Ein weiterer Sympathieträger ist Hennings‘ Kollege Müller, der Arno Hennings meist bei seinen Ermittlungen begleitet und sich dabei als kompetent, nett und hilfsbereit erweist. Bei Müller ist jedoch nicht alles eitel Sonnenschein; kurz nach der Einweihungsparty steht der Gerichtsvollzieher vor der Tür, woraufhin Müllers Frau und Kinder ausziehen und Müller auf seinem Schuldenberg alleine sitzen lassen.

Eventuell könnte man Hesse vorwerfen, dass er uns zu viele Figuren vorstellt, die alle irgendwie miteinander zusammenhängen. Das mag an mancher Stelle etwas unglaubwürdig wirken, aber es gehört zu Hesses Konstruktion dazu und sorgt schlussendlich auch für einige Überraschungen.

_Aufs richtige Pferd gesetzt_

Obwohl ich kein sonderlich gutes Verhältnis zu Pferden habe, hat mir „Das andere Blut“ ausgesprochen gut gefallen. Die Informationen über Pferde, Reiten und die berühmte Hengstparade hielten sich glücklicherweise in Grenzen, sodass auch ich gut unterhalten wurde. Was es mit dem Buchtitel auf sich hat, erklärt uns Andree Hesse erst so spät im Buch, dass ich darüber nichts verraten möchte.

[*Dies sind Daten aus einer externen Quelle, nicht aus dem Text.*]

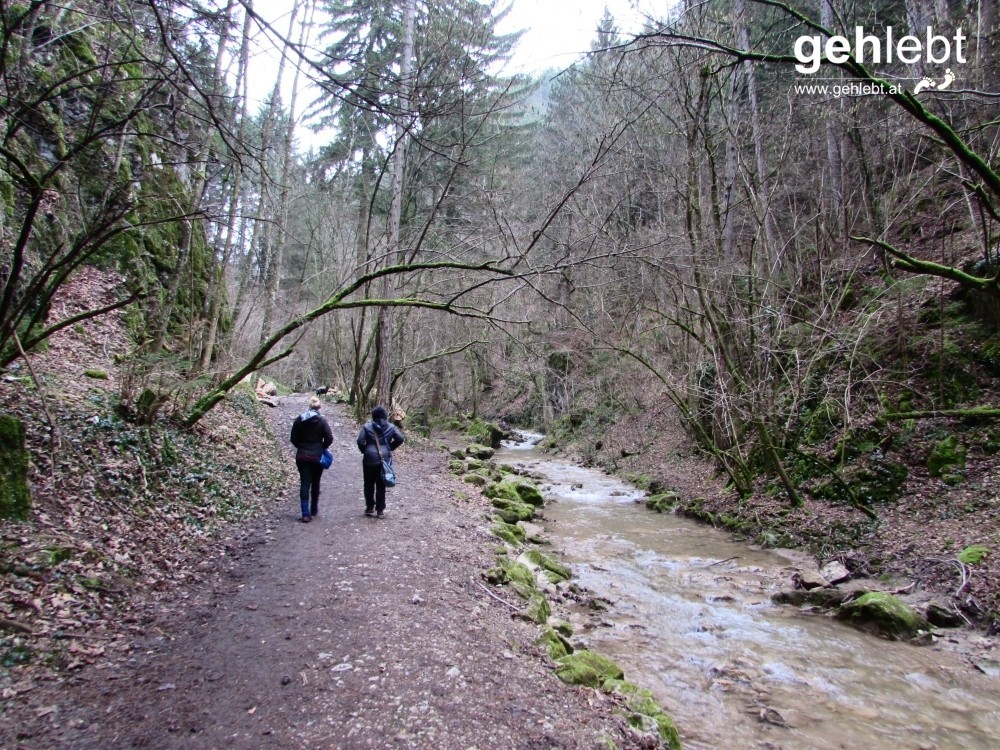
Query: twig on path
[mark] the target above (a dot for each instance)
(499, 599)
(18, 626)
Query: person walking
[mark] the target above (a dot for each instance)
(311, 435)
(376, 441)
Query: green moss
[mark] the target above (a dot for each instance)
(481, 452)
(555, 645)
(512, 533)
(537, 609)
(555, 571)
(884, 615)
(512, 511)
(662, 502)
(946, 457)
(515, 490)
(588, 668)
(15, 497)
(974, 554)
(485, 433)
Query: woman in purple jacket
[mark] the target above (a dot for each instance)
(311, 435)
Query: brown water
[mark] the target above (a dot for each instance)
(692, 620)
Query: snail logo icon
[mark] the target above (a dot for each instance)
(929, 83)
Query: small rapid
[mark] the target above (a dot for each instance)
(691, 618)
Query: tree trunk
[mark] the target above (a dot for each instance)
(395, 254)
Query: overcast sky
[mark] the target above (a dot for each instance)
(557, 32)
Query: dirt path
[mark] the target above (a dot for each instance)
(348, 632)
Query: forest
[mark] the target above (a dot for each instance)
(769, 224)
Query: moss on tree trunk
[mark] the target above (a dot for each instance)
(15, 497)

Pluspunkte sammelt Hesse in seiner sympathischen Charakterzeichnung und vor allem durch seinen gelungenen Spannungsaufbau, der von Beginn an einsetzt und keine Langeweile aufkommen lässt. Hesses zweiter Kriminalroman ist klug inszeniert und wartet am Ende mit ein paar Überraschungen auf, mit denen man wahrscheinlich nicht gerechnet hatte. Insgesamt gefiel mir Andree Hesses zweiter Kriminalroman sogar noch besser als der vielversprechende Erstling, sodass ich mich schon sehr auf den nächsten Celle-Krimi freue!